Review: Grievers by Adrienne Maree Brown

On first reading, it seemed to me that this book was flawed, seeming to lack any action to drive the plot forward. However, I’ve previously caught myself in the error of dismissing a book because I wanted to read a different one, rather than evaluating what the author actually wrote.

So I waited until the deadline before attempting a review, and it was good that I did, because this is a book of which the power and depth only emerges after closing it and stepping away for a while.

As the story opens Kama is washing dishes in her kitchen in Detroit while expounding on politics. Then her daughter Dune notices that she has fallen silent and gone motionless, completely unresponsive. Kama has become patient zero in a newly emerged plague that strikes suddenly and leaves its victims without speech or the ability to move, and only affects Black people. At first the doctors are puzzled, but after no treatment has any effect and other victims are reported, they discharge Kama, since Dune can’t pay for life support in the hospital, telling Dune to feed her on broth and water. Kama can’t swallow and dies after two weeks.

Because no one knows the cause of the sickness, people isolate themselves. Dune researches cremation on-line and cremates Kama by herself in the back yard. Everyone who can is fleeing; a community leader who offered support for a while, Dune’s ex-lover…. She confronts grief alone, with her only remaining relative her mute Chinese grandmother.

Few people are seeking their stricken relatives, or burying those who died alone. Although a friend of her mother’s drops by regularly to help care for her grandmother, she and Dune didn’t know each other well and their communication is limited and superficial.

One day Dune goes down to her long-deceased father’s special place in the basement, where he had constructed an elaborate model of the city, to tell his ghost of her mother’s death. After she passes the first stage of grief, she begins to forage in abandoned gardens for food, and researches preserving it in her mother’s library. She also begins to note the ongoing deaths that are cited in the media, and enters the names and dates on the model city. She then starts taking notes about the sick people she encounters, recording the few repetitive words that some of them can speak, entering their names on the model.

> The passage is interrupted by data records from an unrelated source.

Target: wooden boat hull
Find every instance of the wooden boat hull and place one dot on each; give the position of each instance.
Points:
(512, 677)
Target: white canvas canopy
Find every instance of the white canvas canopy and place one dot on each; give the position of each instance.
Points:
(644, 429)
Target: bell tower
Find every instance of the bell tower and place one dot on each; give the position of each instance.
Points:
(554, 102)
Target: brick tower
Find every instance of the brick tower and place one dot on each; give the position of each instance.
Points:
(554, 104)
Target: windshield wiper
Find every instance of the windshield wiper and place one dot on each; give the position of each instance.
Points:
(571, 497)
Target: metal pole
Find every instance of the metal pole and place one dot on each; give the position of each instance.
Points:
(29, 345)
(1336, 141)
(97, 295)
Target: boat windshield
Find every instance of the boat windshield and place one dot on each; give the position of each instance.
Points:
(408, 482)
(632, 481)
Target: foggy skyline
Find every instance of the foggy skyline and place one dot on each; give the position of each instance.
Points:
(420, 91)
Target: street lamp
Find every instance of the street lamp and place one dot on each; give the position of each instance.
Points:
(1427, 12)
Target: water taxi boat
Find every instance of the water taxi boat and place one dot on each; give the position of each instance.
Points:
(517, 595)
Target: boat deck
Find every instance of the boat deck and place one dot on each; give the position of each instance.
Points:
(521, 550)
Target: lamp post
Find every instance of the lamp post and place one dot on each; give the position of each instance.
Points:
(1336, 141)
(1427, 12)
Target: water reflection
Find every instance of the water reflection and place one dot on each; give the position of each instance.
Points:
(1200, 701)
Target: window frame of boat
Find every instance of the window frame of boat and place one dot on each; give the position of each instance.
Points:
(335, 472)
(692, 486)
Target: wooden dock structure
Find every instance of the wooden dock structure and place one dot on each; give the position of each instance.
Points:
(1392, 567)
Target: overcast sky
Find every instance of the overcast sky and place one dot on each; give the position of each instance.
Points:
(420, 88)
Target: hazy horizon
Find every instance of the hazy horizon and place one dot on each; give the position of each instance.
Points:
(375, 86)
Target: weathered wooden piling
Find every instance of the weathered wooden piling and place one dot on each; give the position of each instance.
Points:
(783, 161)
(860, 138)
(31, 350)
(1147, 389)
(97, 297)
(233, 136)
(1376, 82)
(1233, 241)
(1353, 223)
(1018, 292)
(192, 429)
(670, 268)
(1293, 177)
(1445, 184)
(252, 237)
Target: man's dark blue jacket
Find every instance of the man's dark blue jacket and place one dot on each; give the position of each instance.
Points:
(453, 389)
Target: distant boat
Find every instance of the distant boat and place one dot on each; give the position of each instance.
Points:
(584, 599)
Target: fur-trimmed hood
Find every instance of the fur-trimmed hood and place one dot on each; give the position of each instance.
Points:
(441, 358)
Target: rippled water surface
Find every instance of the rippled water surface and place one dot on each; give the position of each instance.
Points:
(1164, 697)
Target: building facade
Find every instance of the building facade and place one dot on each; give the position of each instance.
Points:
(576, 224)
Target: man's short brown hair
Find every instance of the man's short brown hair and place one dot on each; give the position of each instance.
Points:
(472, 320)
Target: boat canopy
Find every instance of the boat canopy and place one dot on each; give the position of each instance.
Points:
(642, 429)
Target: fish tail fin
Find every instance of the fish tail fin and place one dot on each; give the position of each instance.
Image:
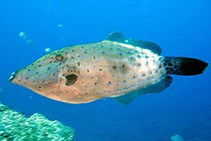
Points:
(184, 66)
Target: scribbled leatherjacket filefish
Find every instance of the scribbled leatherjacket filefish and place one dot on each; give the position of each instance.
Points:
(114, 68)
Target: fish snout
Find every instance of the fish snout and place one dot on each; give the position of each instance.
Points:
(12, 77)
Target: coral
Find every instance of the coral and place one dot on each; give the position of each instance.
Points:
(16, 126)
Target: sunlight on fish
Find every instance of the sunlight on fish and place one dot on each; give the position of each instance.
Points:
(114, 68)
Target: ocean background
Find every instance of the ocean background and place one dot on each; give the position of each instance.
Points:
(180, 27)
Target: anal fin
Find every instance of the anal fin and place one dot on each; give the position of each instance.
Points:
(155, 88)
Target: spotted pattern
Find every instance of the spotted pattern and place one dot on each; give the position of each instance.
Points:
(88, 72)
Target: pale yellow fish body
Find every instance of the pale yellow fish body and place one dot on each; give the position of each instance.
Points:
(84, 73)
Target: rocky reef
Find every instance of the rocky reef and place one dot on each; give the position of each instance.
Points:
(16, 126)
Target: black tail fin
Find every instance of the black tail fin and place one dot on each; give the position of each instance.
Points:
(184, 66)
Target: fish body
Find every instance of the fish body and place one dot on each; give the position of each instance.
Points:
(111, 68)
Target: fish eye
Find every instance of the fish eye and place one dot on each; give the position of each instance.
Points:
(59, 57)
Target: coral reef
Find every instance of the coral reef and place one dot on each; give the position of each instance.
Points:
(16, 126)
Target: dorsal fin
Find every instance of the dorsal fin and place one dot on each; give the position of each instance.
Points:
(119, 37)
(155, 88)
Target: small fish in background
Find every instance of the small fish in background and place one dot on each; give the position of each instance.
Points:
(113, 68)
(60, 26)
(47, 5)
(177, 138)
(22, 35)
(30, 42)
(47, 50)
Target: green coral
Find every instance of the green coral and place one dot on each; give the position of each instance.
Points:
(15, 126)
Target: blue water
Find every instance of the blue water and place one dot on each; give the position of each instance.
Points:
(181, 28)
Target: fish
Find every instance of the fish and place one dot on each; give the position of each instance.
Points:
(114, 67)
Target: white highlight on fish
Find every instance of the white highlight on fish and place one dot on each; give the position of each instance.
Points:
(113, 68)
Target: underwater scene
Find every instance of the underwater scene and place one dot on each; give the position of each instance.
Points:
(105, 70)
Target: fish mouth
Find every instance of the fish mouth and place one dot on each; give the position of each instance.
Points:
(12, 77)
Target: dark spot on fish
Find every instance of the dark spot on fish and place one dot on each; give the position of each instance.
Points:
(71, 79)
(114, 67)
(146, 57)
(78, 63)
(170, 64)
(160, 66)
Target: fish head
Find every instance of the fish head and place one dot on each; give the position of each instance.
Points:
(49, 75)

Dune copes with her grief, and finds a sense of purpose in recognizing the lives of the lost. None of the usual supports are there—not family, friends, community, or the state. The only part of the outside world that bears on the story is its indifference. This is the essence of the story: when all a person’s connections and support have died, crumbled or fled, how do they carry on during an apocalypse? When they are to all intents and purposes essentially alone against entropy? Dune takes on the responsibility of acknowledging and recognizing the significance of every single person who died, without recognition, or support, or even hope, but doing it just the same.

Grievers is supposed to be part of a larger work, and there are hints of it—odd bits of mold in the shape of words that appear on the carved rocks of Dune’s mother, or on the model—but the author has done such a good job of depicting courage in the face of adversity without once resorting to false hope or wishful thinking that it is hard to imagine the story continuing in a way that doesn’t weaken it.